С. Ю. Витте в полном смысле слова покорил американскую публику своим умом, добродушным своеобразным юмором и искренним, живым интересом к их образу жизни, порядкам и мировоззрению. В беседах с корреспондентами он не избегал острых тем о внутреннем положении своей страны. С. Ю. Витте заявлял, что оно не нормально, но это обстоятельство не может серьезно отразиться ни на развитии страны, ни на результатах переговоров с японцами. Один из корреспондентов поинтересовался: правда ли, что положение рабочего класса России невыносимо? Витте ему объяснил, что правительство императора Николая II делает все возможное для улучшения жизни рабочих, но главнейший вопрос внутренней жизни страны — положение крестьянства, которое гораздо многочисленнее и с которым связан «важнейший вопрос о земле»74.

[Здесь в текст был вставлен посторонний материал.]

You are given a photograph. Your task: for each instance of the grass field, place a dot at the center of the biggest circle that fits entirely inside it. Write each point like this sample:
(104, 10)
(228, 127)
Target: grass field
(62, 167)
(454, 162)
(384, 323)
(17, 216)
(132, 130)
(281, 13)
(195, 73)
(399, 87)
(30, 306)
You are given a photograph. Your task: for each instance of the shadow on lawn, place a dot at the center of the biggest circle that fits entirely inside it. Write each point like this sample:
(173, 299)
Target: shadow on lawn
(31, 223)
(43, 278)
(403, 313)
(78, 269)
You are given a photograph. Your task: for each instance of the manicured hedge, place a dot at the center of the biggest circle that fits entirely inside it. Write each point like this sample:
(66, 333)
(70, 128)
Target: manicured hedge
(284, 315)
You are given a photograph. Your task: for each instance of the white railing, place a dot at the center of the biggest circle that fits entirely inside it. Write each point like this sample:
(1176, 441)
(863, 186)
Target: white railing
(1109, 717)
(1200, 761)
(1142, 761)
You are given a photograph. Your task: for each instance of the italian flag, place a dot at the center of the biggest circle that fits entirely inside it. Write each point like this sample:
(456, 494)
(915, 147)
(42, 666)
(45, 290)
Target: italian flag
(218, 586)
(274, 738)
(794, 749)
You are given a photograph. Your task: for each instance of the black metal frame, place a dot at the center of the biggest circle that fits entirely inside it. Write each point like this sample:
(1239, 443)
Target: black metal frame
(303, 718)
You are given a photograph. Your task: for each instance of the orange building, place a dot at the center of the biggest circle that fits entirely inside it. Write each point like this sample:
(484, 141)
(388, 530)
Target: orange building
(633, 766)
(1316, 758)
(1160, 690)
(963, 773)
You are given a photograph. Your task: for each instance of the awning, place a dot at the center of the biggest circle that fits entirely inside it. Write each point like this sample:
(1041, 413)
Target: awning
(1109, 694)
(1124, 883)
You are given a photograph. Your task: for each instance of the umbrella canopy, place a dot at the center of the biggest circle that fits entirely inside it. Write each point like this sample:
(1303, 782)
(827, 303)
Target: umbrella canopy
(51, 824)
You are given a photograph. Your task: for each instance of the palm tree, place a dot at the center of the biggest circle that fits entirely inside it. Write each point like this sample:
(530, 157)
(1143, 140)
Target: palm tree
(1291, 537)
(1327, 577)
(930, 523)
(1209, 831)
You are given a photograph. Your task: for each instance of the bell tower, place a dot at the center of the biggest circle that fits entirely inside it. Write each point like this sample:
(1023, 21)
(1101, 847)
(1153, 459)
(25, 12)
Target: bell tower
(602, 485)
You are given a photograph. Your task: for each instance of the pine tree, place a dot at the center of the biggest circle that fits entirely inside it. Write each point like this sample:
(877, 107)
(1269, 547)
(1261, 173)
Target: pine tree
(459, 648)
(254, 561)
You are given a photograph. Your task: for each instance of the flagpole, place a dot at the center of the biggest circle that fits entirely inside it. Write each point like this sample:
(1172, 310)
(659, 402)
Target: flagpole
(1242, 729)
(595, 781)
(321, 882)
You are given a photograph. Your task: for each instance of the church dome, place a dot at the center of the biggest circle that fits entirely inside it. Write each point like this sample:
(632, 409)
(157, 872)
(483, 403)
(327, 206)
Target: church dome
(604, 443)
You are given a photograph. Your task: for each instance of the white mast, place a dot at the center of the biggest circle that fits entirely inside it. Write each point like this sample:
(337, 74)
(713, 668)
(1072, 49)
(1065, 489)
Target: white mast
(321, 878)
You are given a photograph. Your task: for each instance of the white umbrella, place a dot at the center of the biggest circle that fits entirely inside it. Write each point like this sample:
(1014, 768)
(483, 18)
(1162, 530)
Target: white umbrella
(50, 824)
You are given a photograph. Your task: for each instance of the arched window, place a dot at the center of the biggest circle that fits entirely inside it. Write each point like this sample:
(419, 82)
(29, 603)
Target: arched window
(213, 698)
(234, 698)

22 июля — завтрак в семейном кругу у президента Т. Рузвельта, после которого состоялась беседа длительностью 2,5 часа. Впечатление президента от С. Ю. Витте — «блестящий малый» (splendid fellow). Президент Соединенных Штатов желал победы японцам в этой войне. После Цусимы он направил победителям поздравительную телеграмму, полную самых сердечных, теплых слов и неподдельного восхищения. В беседе с Т. Рузвельтом С. Ю. Витте заявил, что не согласится ни на какую контрибуцию, что это противоречит национальному достоинству России, которая после всех понесенных неудач вовсе не побеждена. Явно против своих убеждений он утверждал, что внутреннее положение России не так плохо, как его изображают газеты. Если японцы не станут на нашу точку зрения, сказал он, то мы будем вести оборонительную войну и тогда уж посмотрим, кто кого75.

Член делегации и ближайший сотрудник С. Ю. Витте И. П. Шипов уже 23 июля сообщал в Петербург: «Телеграфирую Вам мое глубокое убеждение, основанное, кроме личного чувства, на разговорах со многими авторитетными и влиятельными лицами, местными и русскими. Приезд Витте безусловно произвел во враждебном и даже злорадном к нам отношении американского общества как бы перемену; в части публики замечаются признаки симпатии к России; независимо от прекрасной — пока в общем — прессы мы окружены, благодаря умению и такту Сергея Юльевича, всеобщим вниманием»76. Перелом в общественном мнении Соединенных Штатов от сочувствия «справедливой войне», которую вела Япония, в сторону симпатии к России явился всецело заслугой личной дипломатии С. Ю. Витте. Роль свою, по единодушному признанию, он сыграл блестяще. Впрочем, он не играл никакой роли — притворяться он не умел и актер был плохой. С. Ю. Витте просто был самим собой.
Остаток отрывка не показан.